Leonie besucht die Bodelschwingh-Schule in Gartenstadt, Miguel geht zur Gerd-Jansen-Schule. Beide werden morgens abgeholt und nachmittags nach Hause gebracht. In den Förderschulen erleben sie keine Berührungsängste. Tagsüber ist Carlotta der Mittelpunkt. Leonie verschwindet nach ihrem Schultag meist erst in ihr Zimmer, um abzuschalten. Das kann sie am Besten bei deutscher Schlagermusik. „Sie kann alle Schlager seit 1960 auswendig“, erzählt Marion Becker und ist gespannt, wie sich die kleine Carlotta entwickeln wird.

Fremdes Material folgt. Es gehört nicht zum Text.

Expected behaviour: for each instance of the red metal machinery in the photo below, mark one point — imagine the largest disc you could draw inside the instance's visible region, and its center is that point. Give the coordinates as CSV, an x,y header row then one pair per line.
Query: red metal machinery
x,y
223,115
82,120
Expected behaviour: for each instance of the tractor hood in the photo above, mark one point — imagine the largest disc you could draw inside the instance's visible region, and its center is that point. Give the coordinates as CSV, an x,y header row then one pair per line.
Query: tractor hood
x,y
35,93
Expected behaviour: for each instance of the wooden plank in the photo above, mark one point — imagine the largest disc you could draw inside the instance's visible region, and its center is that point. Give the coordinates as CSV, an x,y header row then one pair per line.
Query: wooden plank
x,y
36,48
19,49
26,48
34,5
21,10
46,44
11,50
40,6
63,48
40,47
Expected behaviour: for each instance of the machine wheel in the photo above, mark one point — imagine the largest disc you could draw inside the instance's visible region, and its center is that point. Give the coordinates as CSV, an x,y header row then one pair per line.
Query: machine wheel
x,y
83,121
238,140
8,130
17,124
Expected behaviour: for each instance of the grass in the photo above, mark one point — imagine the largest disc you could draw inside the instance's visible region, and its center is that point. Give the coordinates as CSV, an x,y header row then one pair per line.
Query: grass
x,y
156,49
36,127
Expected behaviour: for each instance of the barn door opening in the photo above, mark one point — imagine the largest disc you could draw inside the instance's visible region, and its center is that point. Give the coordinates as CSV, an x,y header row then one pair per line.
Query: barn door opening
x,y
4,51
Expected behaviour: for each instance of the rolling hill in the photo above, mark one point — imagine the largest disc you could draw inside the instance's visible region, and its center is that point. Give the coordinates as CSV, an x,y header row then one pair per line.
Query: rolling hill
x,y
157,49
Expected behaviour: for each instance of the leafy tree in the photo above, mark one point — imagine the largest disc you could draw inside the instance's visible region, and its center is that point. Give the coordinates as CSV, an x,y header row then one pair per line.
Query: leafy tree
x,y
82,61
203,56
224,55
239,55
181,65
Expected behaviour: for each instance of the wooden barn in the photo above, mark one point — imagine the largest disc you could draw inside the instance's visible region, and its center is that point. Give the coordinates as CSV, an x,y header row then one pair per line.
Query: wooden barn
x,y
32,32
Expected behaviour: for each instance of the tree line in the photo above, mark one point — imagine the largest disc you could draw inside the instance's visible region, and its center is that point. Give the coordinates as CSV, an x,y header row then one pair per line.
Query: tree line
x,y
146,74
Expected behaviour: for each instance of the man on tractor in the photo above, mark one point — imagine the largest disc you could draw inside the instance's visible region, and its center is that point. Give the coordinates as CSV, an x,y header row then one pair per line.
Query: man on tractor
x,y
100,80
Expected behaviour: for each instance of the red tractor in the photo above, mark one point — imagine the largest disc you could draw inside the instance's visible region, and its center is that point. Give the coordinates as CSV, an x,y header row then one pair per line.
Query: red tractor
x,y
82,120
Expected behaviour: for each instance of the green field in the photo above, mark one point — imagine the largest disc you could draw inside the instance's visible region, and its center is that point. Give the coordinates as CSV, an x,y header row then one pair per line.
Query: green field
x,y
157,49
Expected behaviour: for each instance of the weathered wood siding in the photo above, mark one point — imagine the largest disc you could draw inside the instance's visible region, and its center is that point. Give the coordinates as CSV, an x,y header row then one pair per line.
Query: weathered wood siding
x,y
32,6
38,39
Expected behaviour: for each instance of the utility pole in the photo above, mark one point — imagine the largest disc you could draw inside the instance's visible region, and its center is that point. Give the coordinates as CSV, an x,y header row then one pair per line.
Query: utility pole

Die engagierte Frau zieht für sich das Fazit, dass das Leben in dieser Konstellation mit viel Disziplin, vielen Regeln, genauem Hinschauen und sehr viel Zeit funktionieren kann. Mit der ihnen eigenen Umsicht haben die Beckers auch die Zukunft geplant. In einem Sorgerechtstestament geben sie die Verantwortung für die drei jüngeren Kinder an die Älteren weiter.

Marion Beckers große Töchter sind inzwischen um die 30, und die ältere hat sie auch schon zur Großmutter gemacht. Ihre Enkelin ist gleich alt mit Carlotta: „Die beiden lieben sich“, sagt sie. Wenn die beiden Großen aus der Schule zurück sind, unternehmen die Beckers oft Spaziergänge mit dem Haflingerpferd Martin — eine Freude für die Kinder und die Eltern.

Oder sie fahren in einen Freizeitpark in der Nähe von Kevelaer: „Dort können die Kinder sich richtig austoben“, sagt Marion Becker glücklich.